Nduduzo Tshuma, Political Editor
THE Government has secured funding for the incorporation of wheat production under Command Agriculture amid plans to deploy the army to spray pesticides to eradicate the Chilo worm, a senior official said yesterday.
Speaking at a briefing after assessing the maize crop under Command Agriculture at Anju Prison Farm in Umguza District, Matabeleland North, the Deputy Chief Secretary to the President and Cabinet, Mr Justin Mupamhanga, said the source of the funds was the same as that of maize under Command Agriculture.
Mr Mupamhanga, who was accompanied by the Permanent Secretary in the Ministry Agriculture, Mechanisation and Irrigation Development, Mr Ringson Chitsiko, a member of the Command Agriculture national subcommittee Major General Sibusiso Moyo and senior government officials, also toured Munroe and Merry Ellen farms, all in Matabeleland North, to assess the maize crop under Command Agriculture.
Responding to a report by the Officer-in-Charge of Anju Prison Farm, Chief Prison Officer Kuzivakwashe Mativenga, Mr Mupamhanga said the government would work with the institution to increase the maize hectarage under the programme.
“But not only to increase hectarage, we are looking at wheat as an option because as we sit here, the financier for the maize crop, Command Agriculture project, has offered to finance wheat production as well. The financing has started coming in and we believe that others will also be coming in,” he said.
“We know for certain that companies that use wheat, the Grain Millers’ Association, the bakers, we are in discussion with them and they have expressed an interest to contract farmers and we believe that Anju will continue to place itself on the table as a potential contractor for wheat with other government or various other contractors possible.”
Mr Mupamhanga hailed Anju Prison farm which he said has become one of the key players in the Command Agriculture programme.
“It’s a bit worrying that you have 130 hectares of arable land and out of that, 40ha is irrigable which means that there is room for expansion as long as boreholes are drilled, so perhaps it will be good for this farm to make a plan to expand its operations in the farming area and I believe there will be sufficient support by both the institution and those running the Command Agriculture programme,” he said.

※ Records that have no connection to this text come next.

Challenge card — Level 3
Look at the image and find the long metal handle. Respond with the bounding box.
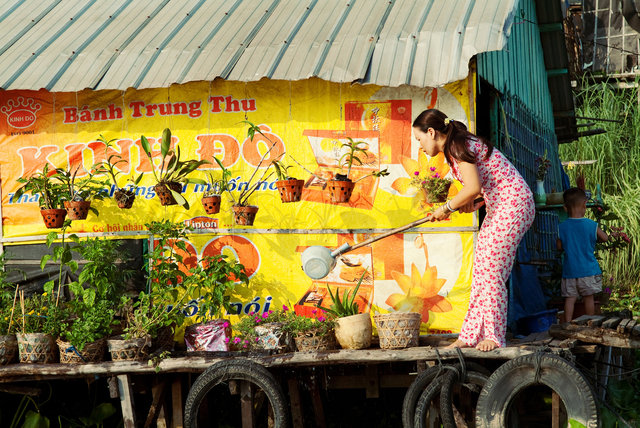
[338,198,484,254]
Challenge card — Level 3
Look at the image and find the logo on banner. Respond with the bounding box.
[0,97,42,129]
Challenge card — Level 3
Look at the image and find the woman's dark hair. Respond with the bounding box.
[413,108,493,164]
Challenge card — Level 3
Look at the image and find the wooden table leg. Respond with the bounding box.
[171,376,184,428]
[118,375,136,428]
[240,380,254,428]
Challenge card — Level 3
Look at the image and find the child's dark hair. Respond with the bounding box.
[562,187,587,208]
[413,108,493,164]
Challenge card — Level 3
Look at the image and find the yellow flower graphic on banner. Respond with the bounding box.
[391,150,458,210]
[386,264,453,323]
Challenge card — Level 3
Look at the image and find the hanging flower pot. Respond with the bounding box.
[153,181,182,206]
[16,333,57,363]
[327,180,355,203]
[202,195,222,214]
[422,181,451,204]
[276,180,304,203]
[40,208,67,229]
[231,205,258,226]
[533,180,547,206]
[64,201,91,220]
[184,318,231,352]
[113,189,136,210]
[0,334,18,366]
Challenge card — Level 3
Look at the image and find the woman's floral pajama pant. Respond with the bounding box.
[458,200,535,347]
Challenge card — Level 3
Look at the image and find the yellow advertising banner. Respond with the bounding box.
[0,76,477,332]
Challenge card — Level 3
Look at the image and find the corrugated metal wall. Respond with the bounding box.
[478,0,562,261]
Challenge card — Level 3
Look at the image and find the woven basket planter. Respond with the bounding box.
[64,201,91,220]
[0,334,18,366]
[16,333,58,363]
[56,339,107,364]
[327,180,355,203]
[202,195,222,214]
[40,208,67,229]
[293,330,336,352]
[276,180,304,203]
[373,312,422,349]
[107,337,151,361]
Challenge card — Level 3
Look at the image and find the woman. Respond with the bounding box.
[413,109,535,351]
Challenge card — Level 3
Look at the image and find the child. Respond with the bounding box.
[413,109,535,351]
[556,187,609,322]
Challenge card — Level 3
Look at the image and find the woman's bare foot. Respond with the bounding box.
[445,339,469,348]
[476,339,499,352]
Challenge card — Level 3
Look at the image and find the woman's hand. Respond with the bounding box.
[429,205,451,221]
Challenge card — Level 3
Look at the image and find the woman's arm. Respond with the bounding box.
[432,162,482,220]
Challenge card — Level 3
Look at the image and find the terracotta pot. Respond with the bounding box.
[64,201,91,220]
[202,195,222,214]
[114,190,136,210]
[336,312,372,349]
[231,205,258,226]
[327,180,355,203]
[276,180,304,203]
[0,334,18,366]
[40,208,67,229]
[153,181,182,206]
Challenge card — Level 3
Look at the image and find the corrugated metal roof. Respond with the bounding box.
[0,0,517,92]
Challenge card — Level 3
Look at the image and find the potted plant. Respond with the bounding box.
[53,165,106,220]
[140,128,209,209]
[57,238,132,363]
[271,159,304,203]
[327,137,389,203]
[286,309,336,352]
[231,305,293,352]
[94,134,143,209]
[227,120,277,226]
[14,164,67,229]
[318,272,372,349]
[202,156,231,214]
[411,166,452,204]
[184,254,249,351]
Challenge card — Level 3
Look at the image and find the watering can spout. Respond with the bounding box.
[331,242,351,257]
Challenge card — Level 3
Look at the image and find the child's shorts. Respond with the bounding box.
[560,275,602,297]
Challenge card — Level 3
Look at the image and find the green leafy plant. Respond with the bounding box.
[13,164,64,209]
[203,156,231,198]
[140,128,209,209]
[227,120,277,206]
[230,305,295,351]
[94,134,144,204]
[411,167,452,203]
[53,165,107,207]
[318,272,366,318]
[185,254,249,322]
[336,137,389,183]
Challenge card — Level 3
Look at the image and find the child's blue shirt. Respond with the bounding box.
[559,217,602,278]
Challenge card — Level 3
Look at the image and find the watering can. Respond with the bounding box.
[302,198,484,279]
[302,216,431,279]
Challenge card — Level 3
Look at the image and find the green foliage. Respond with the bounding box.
[185,254,249,322]
[560,81,640,304]
[13,164,64,209]
[203,156,231,197]
[227,120,278,206]
[140,128,209,209]
[318,272,366,318]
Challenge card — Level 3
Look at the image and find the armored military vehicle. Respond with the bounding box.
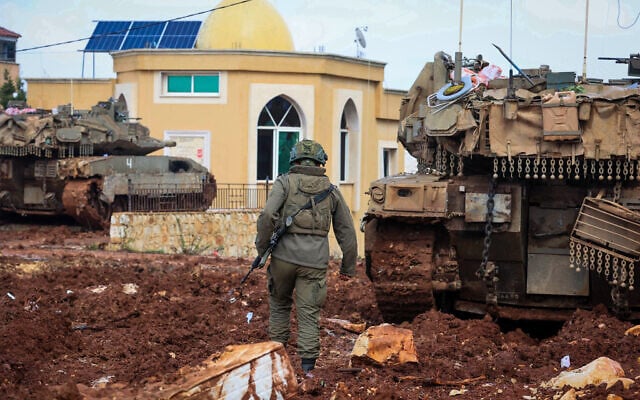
[362,52,640,321]
[0,96,216,228]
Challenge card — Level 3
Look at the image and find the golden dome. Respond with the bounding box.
[196,0,294,51]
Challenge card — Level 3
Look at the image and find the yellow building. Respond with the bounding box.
[28,0,405,254]
[0,26,20,89]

Mr Mupamhanga said the tour had opened their eyes to the ravages of the Chilo worm which is attacking crops and threatening the success of the Command Agriculture programme.
“It’s devastating, it does not only deal with the vegetative level, it goes even to the cob and it is important that people who are into maize growing know this because until you take your maize off the ground, these worms seem to be following you,” he said.
He however, said the government has set up a critical team including members of the army to deal with the scourge of the Chilo worm.
“We have already raised the challenge of the Chilo worm and fall worm to a national level. It’s no longer for the single farmer or single villager, it’s now a national challenge,” said Mr Mupamhanga.
“We have a structure now in place, we believe it should be effective in the next week or so where members from critical elements like your Agritex, like your members of the Defence Forces in terms of provision of personnel, people from the agricultural colleges, will be deployed to deal with this problem. The structure is already there to deal with this.”
After the tour, Mr Mupamhanga said he and his team were impressed with the work done in the three farms and that all the farmers had indicated interest in winter wheat production.
“What I’ve seen shows that a lot of work has been done in this region.
“Overally we have seen the positive outcome of the policy that the government enunciated, which is Command Agriculture. We believe that this is going to be flowing into the other sectors of the economy, like wheat growing, cotton, soya beans and interestingly livestock,” said Mr Mupamhanga.
“It comes from the perspective of the government, we hope that becomes effective. It is healthy because the local people will contribute to the solutions.”
Mr Mupamhanga said they had also toured Mashonaland West and recently Mashonaland Central with Vice President Emmerson Mnangagwa and there is general excitement with the way farmers have taken up the programme.
“It is our hope that this year we will begin to see the end of importation of grain into Zimbabwe. It is imperative for us not to be importing food because we have the land that is Zimbabwe, which is rich in soil,” he said.